Now we have a delightful little book that extends these problems of wild botany. It is Amy Stewart's Wicked Plants: the Weed that Killed Lincoln's Mother and other Botanical Atrocities (Algonquin). I write about it now because Ms. Stewart will talk about her book at Urban Roots, 428 Rhode Island Street in Buffalo at 7 p.m., this Wednesday, May 27. If she is as much fun as her trailer suggests, her talk should be richly entertaining as well as informative.
This book is cautionary. Ms. Stewart tells us: "We would never pick up a discarded coffee cup from the sidewalk and drink from it, but on a hike we'll nibble unfamiliar berries as if they were placed there for our appetites alone. We'll brew a medicinal tea from unrecognizable bark and leaves that a friend passes along assuming that anything natural must be safe. And when a baby comes home, we rush to add safety caps to electrical outlets but ignore the houseplant in the kitchen and the shrub by the front door - this in spite of the fact that 3,900 people are injured annually by electrical outlets while 68,847 are poisoned by plants."
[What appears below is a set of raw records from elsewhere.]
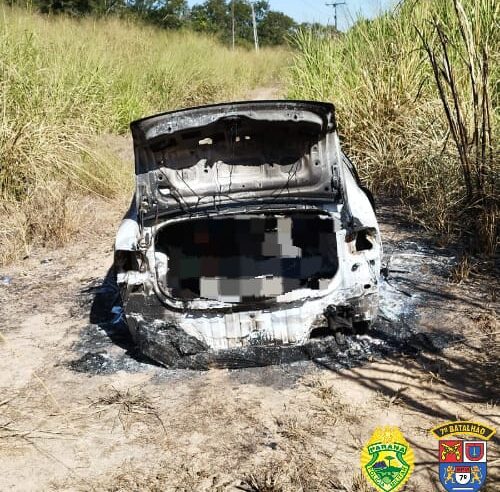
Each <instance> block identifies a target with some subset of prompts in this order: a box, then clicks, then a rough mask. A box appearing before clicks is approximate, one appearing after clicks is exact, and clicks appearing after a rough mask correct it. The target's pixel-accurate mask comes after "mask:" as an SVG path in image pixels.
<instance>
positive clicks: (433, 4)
mask: <svg viewBox="0 0 500 492" xmlns="http://www.w3.org/2000/svg"><path fill="white" fill-rule="evenodd" d="M499 9H500V4H499V3H498V2H495V0H456V1H455V0H441V1H439V2H436V1H434V0H406V1H402V2H400V3H399V4H398V6H397V7H396V8H395V9H394V11H392V12H388V13H385V14H382V15H380V16H379V17H377V18H376V19H374V20H372V21H368V20H359V21H358V22H357V23H356V24H355V26H354V27H353V28H352V29H350V30H349V31H348V32H347V33H346V34H345V35H341V36H338V37H333V38H332V37H326V36H321V35H318V34H317V33H314V32H311V31H302V32H300V33H299V34H298V35H297V36H296V39H295V44H296V46H297V48H298V54H297V55H296V56H295V59H294V62H293V64H292V67H291V70H290V74H289V89H288V92H289V95H290V96H291V97H296V98H312V99H321V100H330V101H333V102H334V103H335V104H336V106H337V112H338V120H339V123H340V129H341V134H342V138H343V141H344V145H345V147H346V149H347V151H348V152H349V153H350V154H352V156H353V157H354V159H355V160H356V161H357V164H358V166H359V168H360V172H361V174H362V177H363V178H364V179H365V180H366V181H367V182H368V183H369V184H370V185H371V186H372V187H373V188H374V189H375V190H376V191H378V192H379V193H387V194H392V195H396V196H398V197H401V198H402V199H403V200H404V201H405V203H406V204H407V205H408V206H409V209H410V210H411V211H412V213H413V214H414V216H415V217H416V218H417V219H419V220H420V221H421V222H422V223H423V224H424V225H425V226H427V227H429V228H430V229H432V230H434V231H437V232H439V233H440V235H441V237H447V238H448V239H451V238H454V237H457V236H458V235H461V236H464V235H465V236H467V237H468V238H469V239H470V240H471V241H470V243H469V246H470V247H472V249H475V250H476V251H477V250H479V251H482V252H485V253H488V254H491V253H493V251H494V249H495V245H496V238H497V221H498V187H497V186H498V170H499V167H498V164H499V163H498V158H499V155H500V154H499V143H498V136H499V112H498V103H499V71H500V69H499V63H498V61H499V53H500V42H499V39H500V34H499V33H500V31H499V27H500V25H499ZM433 60H434V63H431V62H432V61H433ZM436 63H437V65H436ZM433 65H434V66H433ZM434 68H436V70H434ZM439 82H440V83H441V88H442V89H443V90H441V91H440V90H439V85H438V83H439ZM445 109H446V110H447V111H451V117H452V118H451V120H450V118H449V117H447V113H446V111H445ZM457 111H458V113H457ZM457 114H458V115H459V116H457ZM448 116H449V115H448ZM483 123H484V125H483ZM453 125H456V129H457V130H458V131H457V132H456V133H458V136H459V137H460V135H462V136H463V137H464V138H463V139H461V140H460V138H459V139H458V142H457V140H456V139H455V135H454V132H453V131H452V130H453ZM476 130H479V131H476ZM483 150H484V153H483ZM483 154H484V155H483ZM464 156H465V157H464ZM478 156H479V157H478ZM481 156H482V157H481ZM477 157H478V158H477ZM464 159H465V160H464ZM464 162H465V164H466V165H468V166H469V167H470V170H471V172H469V173H468V172H467V169H466V167H464ZM477 176H479V177H480V179H476V177H477ZM471 190H472V192H471Z"/></svg>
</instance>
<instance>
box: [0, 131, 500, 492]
mask: <svg viewBox="0 0 500 492" xmlns="http://www.w3.org/2000/svg"><path fill="white" fill-rule="evenodd" d="M110 144H111V145H116V150H117V151H119V152H121V153H122V154H123V157H124V158H126V159H128V158H129V157H128V156H127V151H126V150H123V149H126V148H128V147H127V146H128V145H129V143H128V141H125V144H124V142H123V141H121V140H119V139H118V140H113V141H110ZM123 145H125V147H123ZM85 206H86V207H87V210H88V217H89V219H88V220H89V229H88V230H86V231H82V232H81V233H80V234H79V237H78V240H77V241H75V242H74V243H73V244H71V245H69V246H67V247H64V248H62V249H58V250H47V249H43V248H35V249H34V251H33V252H32V254H31V255H30V256H29V257H28V258H26V259H24V260H23V261H21V262H19V263H17V264H14V265H10V266H8V267H4V268H3V269H1V270H0V299H1V301H0V320H1V321H0V354H1V357H0V464H1V465H0V466H1V468H0V470H1V473H0V490H2V491H4V490H5V491H7V490H19V491H31V490H33V491H46V490H68V491H69V490H78V491H94V490H96V491H100V490H109V491H129V490H131V491H132V490H150V491H166V490H185V491H195V490H196V491H198V490H200V491H201V490H210V491H226V490H246V491H279V490H287V491H288V490H290V491H296V490H297V491H299V490H304V491H309V490H321V491H322V490H325V491H326V490H328V491H335V490H337V491H367V490H371V489H370V488H369V487H368V486H367V485H366V483H365V482H364V481H363V480H362V479H361V477H360V465H359V459H360V452H361V448H362V446H363V444H364V443H365V442H366V441H367V440H368V439H369V438H370V436H371V434H372V432H373V430H374V428H375V427H376V426H379V425H385V424H390V425H397V426H399V428H400V430H401V431H402V432H403V434H404V435H405V437H406V439H407V440H408V441H409V443H410V444H411V446H412V448H413V450H414V453H415V461H416V463H415V471H414V474H413V476H412V477H411V479H410V481H409V482H408V484H407V485H406V486H405V489H404V490H407V491H415V492H416V491H419V492H420V491H425V492H427V491H432V490H440V489H441V485H439V479H438V476H437V469H438V466H437V451H436V449H437V441H436V440H435V439H433V438H432V437H431V435H430V434H429V429H430V428H431V427H433V426H435V425H437V424H438V423H441V422H443V421H446V420H449V419H464V420H466V419H467V420H479V421H480V422H483V423H485V424H489V425H493V426H495V427H497V428H498V426H499V423H500V412H499V408H498V399H499V389H498V382H499V377H498V376H499V370H498V348H499V344H498V325H497V321H496V318H495V310H497V309H498V304H497V300H496V292H497V287H498V284H495V283H494V281H493V280H492V279H493V276H489V277H488V276H471V279H470V280H469V281H468V282H463V283H461V284H458V285H457V284H452V283H450V281H449V278H450V274H451V272H452V271H453V268H454V265H455V264H456V260H457V255H456V252H454V251H453V250H452V249H449V248H448V249H447V248H438V247H436V246H435V245H433V244H432V243H431V242H429V241H427V240H426V234H425V233H424V232H423V231H422V230H420V229H418V228H417V227H411V226H408V224H407V220H406V217H404V216H403V215H401V212H400V211H399V209H398V208H397V207H394V206H392V205H384V206H382V207H381V208H380V211H379V218H380V222H381V227H382V234H383V240H384V249H385V260H386V261H387V262H389V269H390V274H389V278H388V280H387V281H386V280H384V281H383V282H382V286H381V290H382V303H381V313H380V319H379V321H378V323H377V327H376V329H375V330H374V332H373V333H372V334H371V335H370V336H362V337H358V338H356V339H352V340H350V342H349V345H348V346H347V348H346V349H345V350H342V351H339V352H337V353H334V354H329V355H325V356H322V357H319V358H316V359H314V360H304V361H301V362H295V363H292V364H282V365H277V366H271V367H264V368H250V369H238V370H220V369H213V370H209V371H205V372H199V371H192V370H169V369H165V368H162V367H159V366H157V365H155V364H153V363H151V362H150V361H147V360H144V359H143V358H141V356H140V354H138V353H137V352H136V351H135V349H134V346H133V344H132V342H131V340H130V338H129V337H128V334H127V332H126V330H125V328H124V327H123V325H122V324H121V323H120V322H116V323H113V321H117V320H116V319H115V320H113V316H112V315H109V313H108V315H107V316H106V315H103V314H102V312H101V318H99V316H100V315H99V310H98V309H97V308H98V307H99V306H98V305H97V304H98V301H97V300H98V299H99V296H100V295H101V294H102V293H103V292H104V293H105V292H106V289H107V288H108V287H109V286H108V285H107V283H106V281H105V280H104V279H105V278H106V274H107V272H108V269H109V268H110V266H111V262H112V244H113V238H114V233H115V230H116V228H117V226H118V224H119V222H120V218H121V215H122V214H123V213H124V212H125V210H126V207H127V202H126V201H125V200H118V201H116V202H113V203H108V202H106V203H105V202H98V201H95V200H89V202H88V203H87V204H86V205H85ZM101 311H102V310H101ZM96 313H98V314H97V315H96ZM105 314H106V313H105ZM488 452H489V459H488V461H489V471H488V475H489V478H488V483H487V485H486V486H485V487H484V488H483V489H482V490H485V491H493V490H499V489H498V486H499V483H500V482H499V480H500V473H499V469H498V464H499V463H500V456H499V454H500V453H499V439H498V437H495V438H494V439H493V440H492V441H491V445H490V447H489V450H488ZM443 490H444V489H443Z"/></svg>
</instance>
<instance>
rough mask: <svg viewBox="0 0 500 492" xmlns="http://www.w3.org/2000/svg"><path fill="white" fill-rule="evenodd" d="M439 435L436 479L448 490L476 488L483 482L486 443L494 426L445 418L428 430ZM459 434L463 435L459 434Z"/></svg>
mask: <svg viewBox="0 0 500 492" xmlns="http://www.w3.org/2000/svg"><path fill="white" fill-rule="evenodd" d="M431 432H432V433H433V434H434V436H435V437H437V438H438V439H439V451H438V453H439V480H440V481H441V484H442V485H443V486H444V488H445V489H446V490H447V491H448V492H458V491H461V492H477V491H478V490H480V489H481V487H482V486H483V485H484V483H485V482H486V472H487V462H486V445H487V441H488V439H490V438H491V437H492V436H493V434H495V429H492V428H490V427H488V426H486V425H483V424H478V423H475V422H462V421H456V422H447V423H446V424H441V425H439V426H438V427H435V428H434V429H432V431H431ZM462 437H463V438H462Z"/></svg>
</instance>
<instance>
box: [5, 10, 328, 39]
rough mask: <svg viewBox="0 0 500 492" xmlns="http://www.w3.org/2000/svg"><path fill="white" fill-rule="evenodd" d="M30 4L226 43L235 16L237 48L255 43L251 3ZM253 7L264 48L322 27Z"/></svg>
mask: <svg viewBox="0 0 500 492" xmlns="http://www.w3.org/2000/svg"><path fill="white" fill-rule="evenodd" d="M9 3H10V4H18V5H19V4H25V0H10V1H9ZM30 5H33V6H35V7H36V8H37V9H38V10H39V11H40V12H41V13H44V14H66V15H72V16H87V15H94V16H99V17H101V16H109V15H115V16H116V15H118V16H122V17H126V16H128V17H130V16H132V17H136V18H138V19H140V20H142V21H143V22H146V23H148V24H153V25H156V26H159V27H162V28H165V29H190V30H193V31H197V32H202V33H209V34H212V35H216V36H217V37H219V39H220V40H221V41H222V42H224V43H226V44H232V39H233V17H234V30H235V43H236V44H237V45H238V46H251V45H252V44H253V24H252V8H251V5H250V1H249V0H206V1H205V2H204V3H201V4H197V5H193V6H192V7H191V8H190V7H189V5H188V2H187V1H186V0H33V1H32V2H31V3H30ZM253 6H254V9H255V18H256V22H257V31H258V36H259V43H260V45H262V46H276V45H280V44H284V43H286V42H287V40H288V38H289V35H290V34H293V33H294V32H296V31H297V30H298V29H299V28H301V27H302V28H304V27H308V28H320V26H319V25H318V26H314V25H310V24H297V23H296V22H295V21H294V20H293V19H292V18H291V17H289V16H288V15H286V14H284V13H283V12H278V11H275V10H271V7H270V5H269V2H268V1H266V0H258V1H253ZM322 29H324V28H322Z"/></svg>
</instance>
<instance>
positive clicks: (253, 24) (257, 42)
mask: <svg viewBox="0 0 500 492" xmlns="http://www.w3.org/2000/svg"><path fill="white" fill-rule="evenodd" d="M250 7H252V23H253V40H254V42H255V51H259V35H258V34H257V20H256V19H255V8H254V6H253V2H252V1H251V2H250Z"/></svg>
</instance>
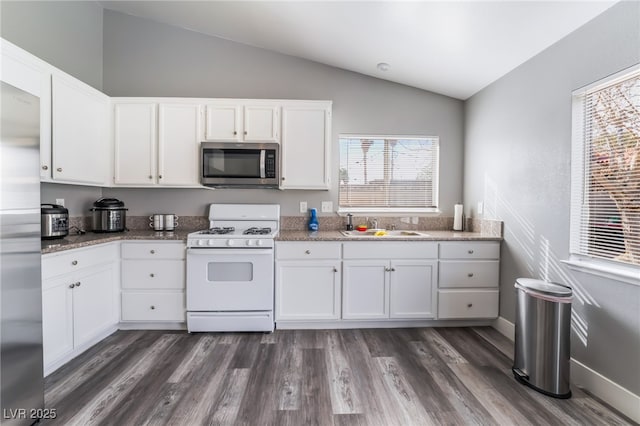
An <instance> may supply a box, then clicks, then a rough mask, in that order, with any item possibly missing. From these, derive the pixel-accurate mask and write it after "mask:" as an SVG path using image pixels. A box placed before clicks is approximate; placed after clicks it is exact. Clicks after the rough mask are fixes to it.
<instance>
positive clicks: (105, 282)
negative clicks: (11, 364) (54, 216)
mask: <svg viewBox="0 0 640 426" xmlns="http://www.w3.org/2000/svg"><path fill="white" fill-rule="evenodd" d="M117 260H118V251H117V245H116V244H109V245H106V246H100V247H91V248H85V249H77V250H72V251H70V252H65V253H63V254H52V255H45V256H43V261H42V276H43V281H42V328H43V350H44V370H45V375H46V374H49V373H51V372H52V371H54V370H55V369H56V368H58V367H59V366H60V365H62V364H63V363H65V362H67V361H68V360H70V359H72V358H73V357H75V356H77V355H78V354H80V353H82V352H83V351H84V350H86V349H87V348H88V347H90V346H91V345H92V344H94V343H96V342H98V341H99V340H101V339H102V338H104V337H106V336H107V335H109V334H111V333H112V332H114V331H115V330H116V328H117V327H116V326H117V323H118V303H117V275H118V263H117Z"/></svg>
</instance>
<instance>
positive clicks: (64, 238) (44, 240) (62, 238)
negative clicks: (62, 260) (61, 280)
mask: <svg viewBox="0 0 640 426" xmlns="http://www.w3.org/2000/svg"><path fill="white" fill-rule="evenodd" d="M193 231H194V230H182V231H175V232H156V231H152V230H149V231H127V232H117V233H105V234H96V233H93V232H87V233H86V234H83V235H69V236H67V237H65V238H62V239H59V240H42V254H47V253H55V252H58V251H64V250H71V249H75V248H81V247H88V246H93V245H96V244H102V243H110V242H112V241H122V240H125V241H126V240H174V241H186V240H187V234H188V233H189V232H193Z"/></svg>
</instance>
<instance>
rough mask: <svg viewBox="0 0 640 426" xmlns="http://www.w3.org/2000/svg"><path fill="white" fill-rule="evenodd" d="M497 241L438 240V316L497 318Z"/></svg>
mask: <svg viewBox="0 0 640 426" xmlns="http://www.w3.org/2000/svg"><path fill="white" fill-rule="evenodd" d="M499 258H500V243H499V242H495V241H460V242H457V241H456V242H442V243H440V268H439V269H440V277H439V279H438V318H440V319H487V318H497V316H498V310H499V303H498V302H499V297H500V296H499V291H498V285H499V272H500V260H499Z"/></svg>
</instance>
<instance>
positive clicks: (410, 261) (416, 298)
mask: <svg viewBox="0 0 640 426" xmlns="http://www.w3.org/2000/svg"><path fill="white" fill-rule="evenodd" d="M343 269H344V283H343V289H344V290H343V301H344V302H343V306H342V318H344V319H384V318H413V319H430V318H434V317H435V289H436V276H437V275H436V271H437V262H436V261H435V260H433V261H429V260H394V261H388V260H345V261H344V264H343Z"/></svg>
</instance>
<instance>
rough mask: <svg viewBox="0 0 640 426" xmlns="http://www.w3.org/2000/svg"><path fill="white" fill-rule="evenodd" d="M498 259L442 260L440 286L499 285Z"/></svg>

And some of her stories are indeed tragic. She tells of children making a sandwich of wild greens (confusing poison hemlock for parsley) for their father and being forced to watch him pass through paralysis to death. Of a 19th century servant sent out to dig up horseradish for a sauce ingredient, mistakenly uprooting monkshood, the error resulting in the deaths of two dinner guests. Of the demise of Nancy Hanks – President Lincoln's mother – from milk contaminated by white snakeroot.
Read this book and you'll be able to enliven diner conversation with tidbits like the alternate name belladonna (beautiful woman) for deadly nightshade deriving from the use of a tincture of the plant to dilate women's eyes.
Included are brief introductions to a litany of plants: some deadly, others illegal, intoxicating, dangerous, painful, destructive and offensive. Despite the subject matter, this is still an interesting and even entertaining read for we all love the villains of our world.
The most important of Ms. Stewart's warnings: Teach small children not to put plants, including houseplants, in their mouths.
As a major activity related to its 100 year celebration of it namesake's birth, the Roger Tory Peterson Institute in Jamestown is sponsoring a Birding Festival from June 4-7. Peterson's first bird guide, published in 1934, revolutionized birding and opened the activity to the millions who enjoy it today.
The Festival offers birders of this region an opportunity to meet a number of the finest field ornithologists of this nation, including authors Pete Dunne and Kenn Kaufman. Also there will be Lang Elliott, whose records of bird calls are widely used both for identification and even attracting birds.
In addition to these national figures some of our best regional birders will be there, among them: Tim Baird, Terry Mosher and Tom LeBlanc. Jim Berry is the Institute director.
The major focus of the associated field birding will be on the 28 nesting warbler species of the region. Of them, 17, like blue-winged warbler, are certain to be seen. Six others, like Canada warbler, are present but may not be found; and five more, like Kentucky warbler and yellow-breasted chat, are even more rare. Knowing the quality of the field observers, I predict that at least two dozen of these species will be found.